I think there’s a fair criticism to be made of open world games that they sacrifice really good level design on the altar of creating a simulated space that often acts like nothing more than a glorified loading screen. In the same way that there’s been a push back against “big messy multiplayer” games, there’s definitely a push back in the indie space against big open areas in favour of tighter levels.
It’snoteworthy that this is seen as enough of a problem that Sony built this feature and promoted it. My initial reaction was that this was another “addictive design” feature, meant to keep people on the platform. “C’mon, just 10 minutes more, keep playing”. And since it keeps them there, they are more likely to spend money. On reflection, I don’t think it’s entirely that. Games can be messy, people do use guides (See: me and my current attempt at playing Dark Souls 2) and I think there’s probably at least some genuine desire here to open up more games to more people here.

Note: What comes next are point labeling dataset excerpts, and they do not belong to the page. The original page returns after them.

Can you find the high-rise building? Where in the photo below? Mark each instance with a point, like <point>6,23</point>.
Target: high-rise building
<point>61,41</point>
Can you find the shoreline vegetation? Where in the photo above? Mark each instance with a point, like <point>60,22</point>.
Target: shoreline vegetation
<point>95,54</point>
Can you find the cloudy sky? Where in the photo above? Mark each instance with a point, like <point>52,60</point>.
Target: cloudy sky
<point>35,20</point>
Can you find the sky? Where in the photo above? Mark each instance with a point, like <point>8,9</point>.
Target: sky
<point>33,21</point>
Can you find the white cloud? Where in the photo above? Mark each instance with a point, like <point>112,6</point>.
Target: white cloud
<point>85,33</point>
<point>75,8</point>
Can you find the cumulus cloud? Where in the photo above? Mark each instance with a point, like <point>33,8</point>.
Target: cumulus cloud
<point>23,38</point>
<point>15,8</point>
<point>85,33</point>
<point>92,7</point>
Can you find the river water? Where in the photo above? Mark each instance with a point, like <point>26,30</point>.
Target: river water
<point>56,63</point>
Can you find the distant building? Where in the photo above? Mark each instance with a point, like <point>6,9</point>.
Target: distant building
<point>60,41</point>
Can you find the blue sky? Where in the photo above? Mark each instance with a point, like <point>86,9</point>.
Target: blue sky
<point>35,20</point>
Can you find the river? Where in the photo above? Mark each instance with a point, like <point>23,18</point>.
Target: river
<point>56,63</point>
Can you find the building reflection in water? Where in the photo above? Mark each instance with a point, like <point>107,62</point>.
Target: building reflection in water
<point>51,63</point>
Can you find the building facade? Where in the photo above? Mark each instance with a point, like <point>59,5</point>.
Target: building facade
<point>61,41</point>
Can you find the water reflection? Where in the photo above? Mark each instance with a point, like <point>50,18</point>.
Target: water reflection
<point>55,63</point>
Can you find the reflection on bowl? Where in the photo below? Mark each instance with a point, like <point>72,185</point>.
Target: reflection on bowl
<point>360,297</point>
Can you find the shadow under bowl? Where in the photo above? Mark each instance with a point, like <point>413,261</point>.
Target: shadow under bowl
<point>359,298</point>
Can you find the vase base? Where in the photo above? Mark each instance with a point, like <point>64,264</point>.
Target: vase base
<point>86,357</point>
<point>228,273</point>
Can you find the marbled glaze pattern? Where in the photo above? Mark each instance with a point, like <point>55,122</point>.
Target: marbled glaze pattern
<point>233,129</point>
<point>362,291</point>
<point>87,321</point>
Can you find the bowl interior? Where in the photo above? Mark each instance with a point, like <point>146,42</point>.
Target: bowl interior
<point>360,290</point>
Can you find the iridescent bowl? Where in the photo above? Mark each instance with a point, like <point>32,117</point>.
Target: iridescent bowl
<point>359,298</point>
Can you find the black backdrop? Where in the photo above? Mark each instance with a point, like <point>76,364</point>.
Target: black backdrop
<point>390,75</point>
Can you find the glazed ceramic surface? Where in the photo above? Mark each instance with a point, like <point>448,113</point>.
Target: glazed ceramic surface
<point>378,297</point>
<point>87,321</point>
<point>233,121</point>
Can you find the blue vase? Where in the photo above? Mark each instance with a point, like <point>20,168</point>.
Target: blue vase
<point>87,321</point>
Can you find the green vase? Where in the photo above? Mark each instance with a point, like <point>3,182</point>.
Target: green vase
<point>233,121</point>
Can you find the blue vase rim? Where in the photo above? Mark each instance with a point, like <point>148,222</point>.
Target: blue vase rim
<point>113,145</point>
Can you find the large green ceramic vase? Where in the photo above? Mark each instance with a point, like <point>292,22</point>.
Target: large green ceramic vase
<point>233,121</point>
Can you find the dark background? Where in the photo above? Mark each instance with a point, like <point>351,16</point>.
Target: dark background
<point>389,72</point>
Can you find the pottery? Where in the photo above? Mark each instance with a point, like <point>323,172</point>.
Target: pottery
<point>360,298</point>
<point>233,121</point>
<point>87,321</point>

I like the big simulated space thing, though, any I’m only a completionist in that I like to finish the main plot of a game before moving on, so I event with all that I can’t see myself using the feature much. I also don’t know how good an Assassin’s Creed would be as a series of instantly started activities. The thing that has kept me coming back to them is that feeling of how increasingly well rendered the world is, less than the verbs of play (though these are pretty good, they just fall flat after doing them for too long). And maybe if this feature adds some scrutiny and AAA studio self reflection to that problem, that’s a very good thing.